The total financing includes $3.8 billion raised in venture capital in the first half of 2007 by 194 biotech and pharma companies, up more than $1 billion and 70 companies from the year-ago period. These companies are on pace to raise a combined $6.5 billion this year, up from $5.4 billion in 2006. The increases have come, Morrison said, because a rise in Series A financing rounds has more than made up for a dearth of smaller angel funding needed by startups.
Morrison said the increased financing reflects a healthy biopharma industry, citing several numerical measures from the end of 2006:
- Revenue growth: Up 14 percent, to $55.5 billion. The figure does not include biotechs acquired by pharmaceutical companies, such as MedImmune, for which AstraZeneca paid $15.6 billion in June. “The revenue growth in the industry is really closer to 20 percent, pretty astounding growth across the industry,” Morrison said.
- R&D spending: Up 38 percent, to $22.9 billion, driven by increasing R&D budgets as well as acquired-in-process R&D charges from acquisitions.

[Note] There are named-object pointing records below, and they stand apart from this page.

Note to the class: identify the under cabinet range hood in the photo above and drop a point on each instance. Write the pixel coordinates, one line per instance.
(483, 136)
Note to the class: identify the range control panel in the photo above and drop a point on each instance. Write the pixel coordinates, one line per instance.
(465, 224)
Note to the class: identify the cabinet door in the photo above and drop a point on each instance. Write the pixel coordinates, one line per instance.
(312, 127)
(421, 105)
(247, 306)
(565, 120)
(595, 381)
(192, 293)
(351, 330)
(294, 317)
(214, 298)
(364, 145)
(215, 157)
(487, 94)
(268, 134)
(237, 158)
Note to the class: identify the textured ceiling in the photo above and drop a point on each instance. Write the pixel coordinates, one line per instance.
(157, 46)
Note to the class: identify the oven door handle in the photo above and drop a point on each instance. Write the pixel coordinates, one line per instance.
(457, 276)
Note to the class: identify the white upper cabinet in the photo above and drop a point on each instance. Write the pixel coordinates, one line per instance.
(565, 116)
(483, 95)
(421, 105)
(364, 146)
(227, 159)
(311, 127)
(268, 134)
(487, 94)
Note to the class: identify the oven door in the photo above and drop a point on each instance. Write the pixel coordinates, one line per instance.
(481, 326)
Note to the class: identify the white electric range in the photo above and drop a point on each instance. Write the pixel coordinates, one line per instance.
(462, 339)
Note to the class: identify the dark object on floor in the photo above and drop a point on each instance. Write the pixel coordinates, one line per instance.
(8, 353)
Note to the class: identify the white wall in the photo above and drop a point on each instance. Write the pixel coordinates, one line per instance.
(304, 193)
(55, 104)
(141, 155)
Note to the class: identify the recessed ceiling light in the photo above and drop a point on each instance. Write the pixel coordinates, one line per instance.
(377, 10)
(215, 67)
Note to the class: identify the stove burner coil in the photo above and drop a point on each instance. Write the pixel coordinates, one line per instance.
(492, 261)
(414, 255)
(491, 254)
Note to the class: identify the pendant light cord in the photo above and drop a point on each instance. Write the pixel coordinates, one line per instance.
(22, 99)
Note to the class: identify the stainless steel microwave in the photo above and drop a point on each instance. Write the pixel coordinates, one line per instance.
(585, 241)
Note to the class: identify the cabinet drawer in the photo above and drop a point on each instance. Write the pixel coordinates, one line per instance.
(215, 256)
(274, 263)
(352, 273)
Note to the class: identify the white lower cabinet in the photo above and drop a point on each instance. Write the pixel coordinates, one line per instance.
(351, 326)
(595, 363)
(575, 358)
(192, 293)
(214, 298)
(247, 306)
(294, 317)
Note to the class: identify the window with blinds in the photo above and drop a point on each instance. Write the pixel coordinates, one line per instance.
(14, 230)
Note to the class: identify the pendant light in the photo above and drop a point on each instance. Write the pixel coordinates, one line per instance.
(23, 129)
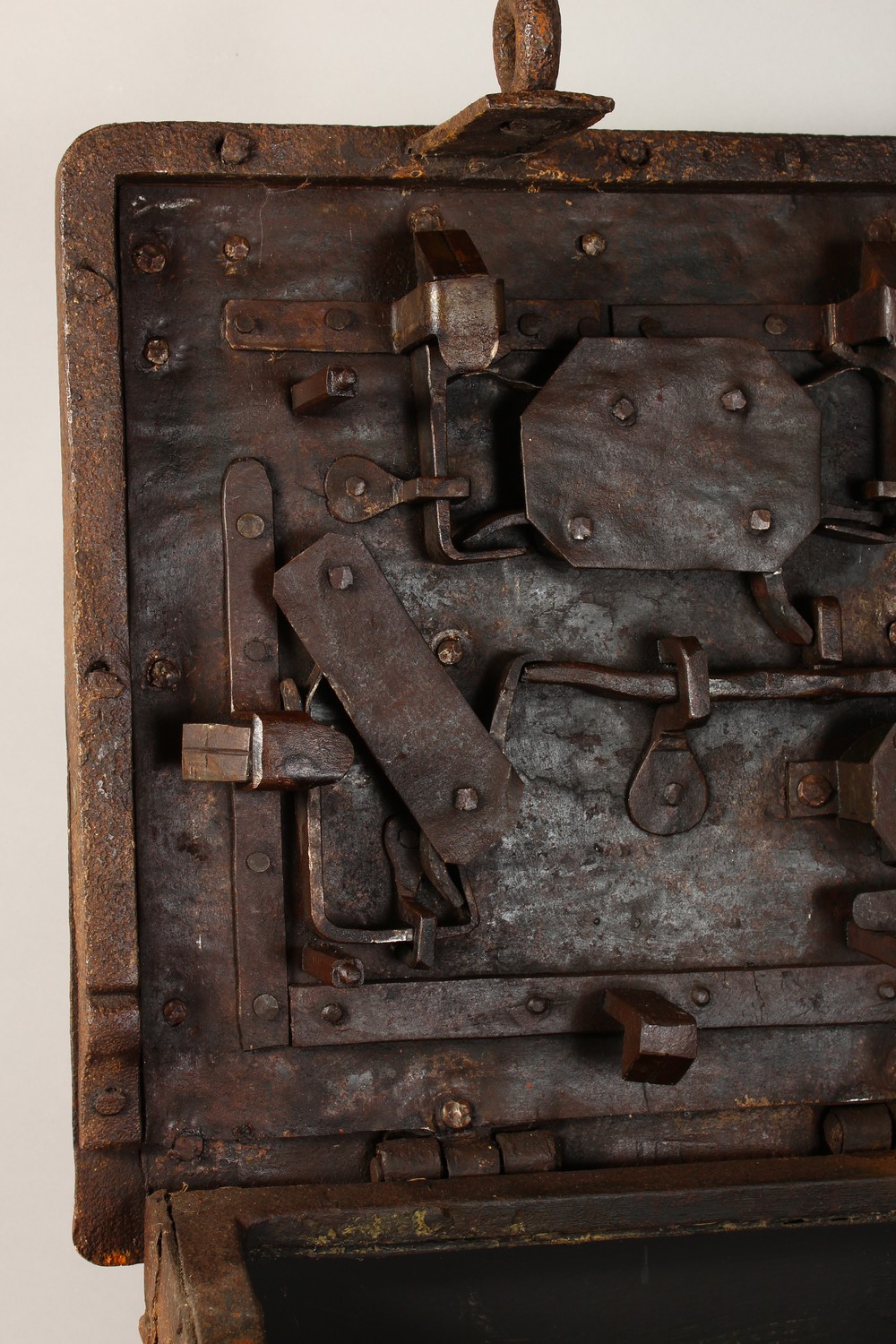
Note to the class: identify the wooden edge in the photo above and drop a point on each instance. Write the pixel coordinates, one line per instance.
(104, 910)
(199, 1276)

- Employee growth: Up 9.7 percent, to 130,600 employees — not including contract research organizations, contract manufacturing organizations and outsource operations. “The growth of the extended enterprise is even higher,” Morrison said.
- Net losses: Up 151 percent, to $3.5 billion — but Morrison insisted the figure was skewed by the fact that public biotech and pharma companies have been forced since last year to begin listing as expenses the stock options held by their CEOs, as well as a jump in one-time charges related to mergers and acquisitions given the industry’s consolidation wave.

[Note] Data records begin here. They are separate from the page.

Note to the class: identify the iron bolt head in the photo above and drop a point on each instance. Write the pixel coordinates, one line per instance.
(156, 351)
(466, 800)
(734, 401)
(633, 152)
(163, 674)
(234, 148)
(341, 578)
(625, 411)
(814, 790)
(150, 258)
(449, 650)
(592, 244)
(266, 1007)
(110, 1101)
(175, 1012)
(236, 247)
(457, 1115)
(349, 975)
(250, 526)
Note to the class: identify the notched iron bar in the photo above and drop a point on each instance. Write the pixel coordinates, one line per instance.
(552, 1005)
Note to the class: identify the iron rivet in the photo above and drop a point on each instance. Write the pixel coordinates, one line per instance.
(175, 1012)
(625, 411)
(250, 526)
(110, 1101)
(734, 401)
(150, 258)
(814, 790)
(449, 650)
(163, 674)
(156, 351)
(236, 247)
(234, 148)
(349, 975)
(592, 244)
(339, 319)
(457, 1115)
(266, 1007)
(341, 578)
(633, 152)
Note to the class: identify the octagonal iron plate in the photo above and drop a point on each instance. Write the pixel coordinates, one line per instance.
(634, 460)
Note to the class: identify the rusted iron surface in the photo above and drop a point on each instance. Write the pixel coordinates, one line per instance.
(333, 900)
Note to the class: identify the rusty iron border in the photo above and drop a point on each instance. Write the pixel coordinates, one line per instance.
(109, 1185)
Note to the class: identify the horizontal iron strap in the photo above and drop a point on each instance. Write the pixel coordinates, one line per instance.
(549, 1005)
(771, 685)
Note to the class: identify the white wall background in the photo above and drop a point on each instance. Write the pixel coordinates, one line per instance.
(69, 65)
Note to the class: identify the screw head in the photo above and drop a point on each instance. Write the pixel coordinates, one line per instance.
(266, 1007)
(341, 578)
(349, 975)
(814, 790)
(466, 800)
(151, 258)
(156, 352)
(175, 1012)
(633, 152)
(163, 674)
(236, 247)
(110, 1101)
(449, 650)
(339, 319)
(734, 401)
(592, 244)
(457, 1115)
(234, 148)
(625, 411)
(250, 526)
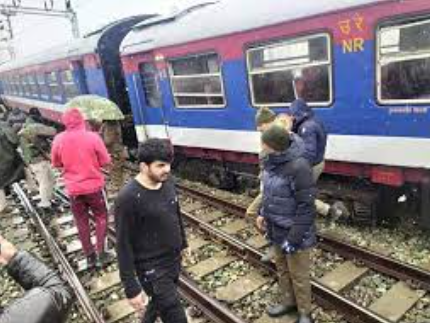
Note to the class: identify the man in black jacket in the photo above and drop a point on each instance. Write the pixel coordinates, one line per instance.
(11, 163)
(150, 236)
(288, 214)
(48, 298)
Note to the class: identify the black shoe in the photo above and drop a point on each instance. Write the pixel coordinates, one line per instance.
(268, 256)
(91, 261)
(338, 210)
(280, 309)
(304, 319)
(103, 259)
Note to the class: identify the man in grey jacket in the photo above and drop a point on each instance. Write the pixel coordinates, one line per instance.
(48, 298)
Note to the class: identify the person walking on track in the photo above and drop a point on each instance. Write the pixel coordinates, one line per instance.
(81, 156)
(11, 163)
(288, 216)
(150, 236)
(314, 135)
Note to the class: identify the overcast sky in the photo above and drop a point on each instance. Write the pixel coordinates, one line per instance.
(33, 34)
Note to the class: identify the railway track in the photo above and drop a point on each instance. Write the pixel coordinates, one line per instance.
(222, 242)
(225, 221)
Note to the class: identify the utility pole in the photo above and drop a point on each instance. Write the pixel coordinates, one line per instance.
(16, 8)
(47, 11)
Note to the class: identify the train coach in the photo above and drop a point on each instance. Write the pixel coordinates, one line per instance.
(90, 65)
(198, 76)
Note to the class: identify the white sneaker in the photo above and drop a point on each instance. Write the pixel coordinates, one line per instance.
(44, 205)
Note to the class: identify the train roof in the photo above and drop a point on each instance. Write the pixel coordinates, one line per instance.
(74, 48)
(215, 18)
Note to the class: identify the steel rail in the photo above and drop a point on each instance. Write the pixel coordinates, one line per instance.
(323, 295)
(86, 303)
(371, 259)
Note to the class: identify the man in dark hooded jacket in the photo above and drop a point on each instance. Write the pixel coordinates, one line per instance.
(11, 163)
(288, 214)
(314, 135)
(48, 298)
(16, 119)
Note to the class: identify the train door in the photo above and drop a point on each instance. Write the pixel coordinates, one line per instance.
(80, 76)
(152, 112)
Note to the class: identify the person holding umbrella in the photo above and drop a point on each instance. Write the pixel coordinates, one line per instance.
(81, 155)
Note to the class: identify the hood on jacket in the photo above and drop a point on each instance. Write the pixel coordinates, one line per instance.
(300, 111)
(296, 150)
(73, 119)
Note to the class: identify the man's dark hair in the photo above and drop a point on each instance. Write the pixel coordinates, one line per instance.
(155, 149)
(35, 114)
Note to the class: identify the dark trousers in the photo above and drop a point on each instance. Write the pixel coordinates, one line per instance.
(162, 289)
(81, 206)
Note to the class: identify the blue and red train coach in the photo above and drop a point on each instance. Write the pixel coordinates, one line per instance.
(198, 77)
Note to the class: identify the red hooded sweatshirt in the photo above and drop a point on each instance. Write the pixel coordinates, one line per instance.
(80, 154)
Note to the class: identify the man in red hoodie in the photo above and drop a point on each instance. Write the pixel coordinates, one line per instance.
(81, 155)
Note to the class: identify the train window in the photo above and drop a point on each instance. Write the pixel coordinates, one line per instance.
(21, 85)
(70, 88)
(54, 86)
(403, 71)
(15, 85)
(33, 86)
(196, 81)
(6, 85)
(43, 88)
(148, 75)
(272, 67)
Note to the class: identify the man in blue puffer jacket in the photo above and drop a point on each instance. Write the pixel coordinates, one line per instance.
(314, 135)
(288, 214)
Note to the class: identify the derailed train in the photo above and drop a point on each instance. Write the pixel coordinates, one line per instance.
(197, 77)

Mergers and acquisitions last year produced a record-high $23 billion in deals. Without offering a prediction by dollar amount for 2007, Morrison said the industry can expect 20 to 25 public biotech companies merging per year.

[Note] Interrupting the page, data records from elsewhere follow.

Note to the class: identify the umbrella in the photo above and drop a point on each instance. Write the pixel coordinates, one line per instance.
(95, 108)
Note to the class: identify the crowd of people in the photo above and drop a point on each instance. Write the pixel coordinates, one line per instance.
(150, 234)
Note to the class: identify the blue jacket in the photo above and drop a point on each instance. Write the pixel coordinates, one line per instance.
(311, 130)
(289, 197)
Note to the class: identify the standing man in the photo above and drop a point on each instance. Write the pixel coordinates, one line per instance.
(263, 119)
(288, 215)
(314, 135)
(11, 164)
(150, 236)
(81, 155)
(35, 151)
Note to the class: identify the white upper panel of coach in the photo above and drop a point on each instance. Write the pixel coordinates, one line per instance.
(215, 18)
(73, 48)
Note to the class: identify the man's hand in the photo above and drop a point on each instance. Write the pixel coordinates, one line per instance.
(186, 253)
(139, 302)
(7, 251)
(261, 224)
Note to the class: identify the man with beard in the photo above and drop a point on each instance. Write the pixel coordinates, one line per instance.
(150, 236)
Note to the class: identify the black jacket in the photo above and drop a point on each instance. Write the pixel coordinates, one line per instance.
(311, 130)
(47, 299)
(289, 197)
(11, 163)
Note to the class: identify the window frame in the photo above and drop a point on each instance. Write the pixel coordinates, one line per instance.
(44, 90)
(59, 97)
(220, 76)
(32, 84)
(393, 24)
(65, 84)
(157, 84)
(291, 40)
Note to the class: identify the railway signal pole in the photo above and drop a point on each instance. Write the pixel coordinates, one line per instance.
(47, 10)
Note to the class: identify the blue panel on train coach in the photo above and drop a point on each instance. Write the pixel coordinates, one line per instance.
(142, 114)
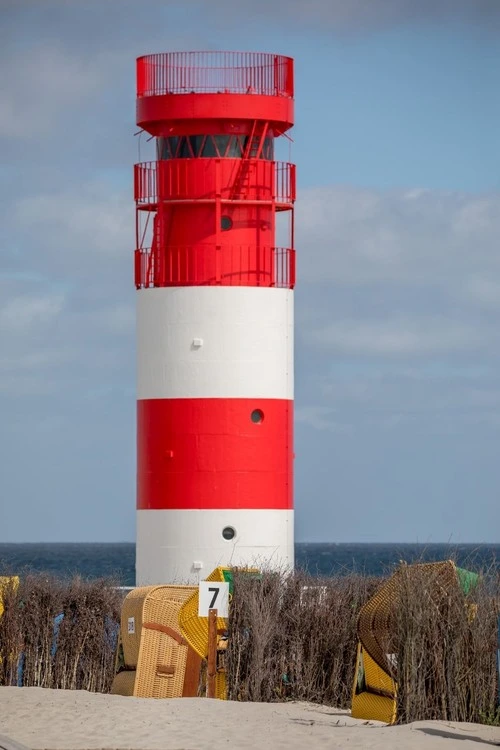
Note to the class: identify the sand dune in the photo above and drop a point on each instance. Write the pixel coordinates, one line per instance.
(76, 720)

“Some are going to be biotech to biotech. Some are going to be acquired by pharma. That is a good trend. Consolidation is good. Seven hundred global biotech public companies and 6,000 global biotech companies is simply too much. The industry has to and will continue to consolidate as it matures,” Morrison said.
Yet while companies consolidate, BayBio’s Gardner said, many more small businesses are being formed, auguring well for the industry. Sixty percent of biotechs, he said, consist of fewer than 50 employees.
“What we still see here is this volume of customers that are built small and require small, flexible space. That tells us that the adaptive uses that are talked about for Mission Bay are important. That also tells us that the needs of Genentech are not the needs of the many,” Gardner said. “This is a signal of a bunch of things coming. It tells us the industry as a whole is about to become a general employer. They’re going to need regulatory affairs professionals to get those products through the pipeline. They’re going to need finance professionals to finance that pipeline. And they’re ultimately going to need marketing professionals, and the kind of administrative jobs that go with a retail-level employer.”
Morrison said that even with consolidation and stock optioning, the US biotech industry is on track to meet a previous E&Y prediction that the industry as a whole will finish in the black in three years.
“The industry is at profitability now, and by 2010 is going to be wildly profitable, which is going to draw more attention and more scrutiny, but stabilize the financial markets even more and provide more growth and more growth opportunities as we move forward,” Morrison said.
“And the Bay Area is going to be a primary beneficiary because as the industry consolidates, the more mature markets are going to be the winners, not the losers.”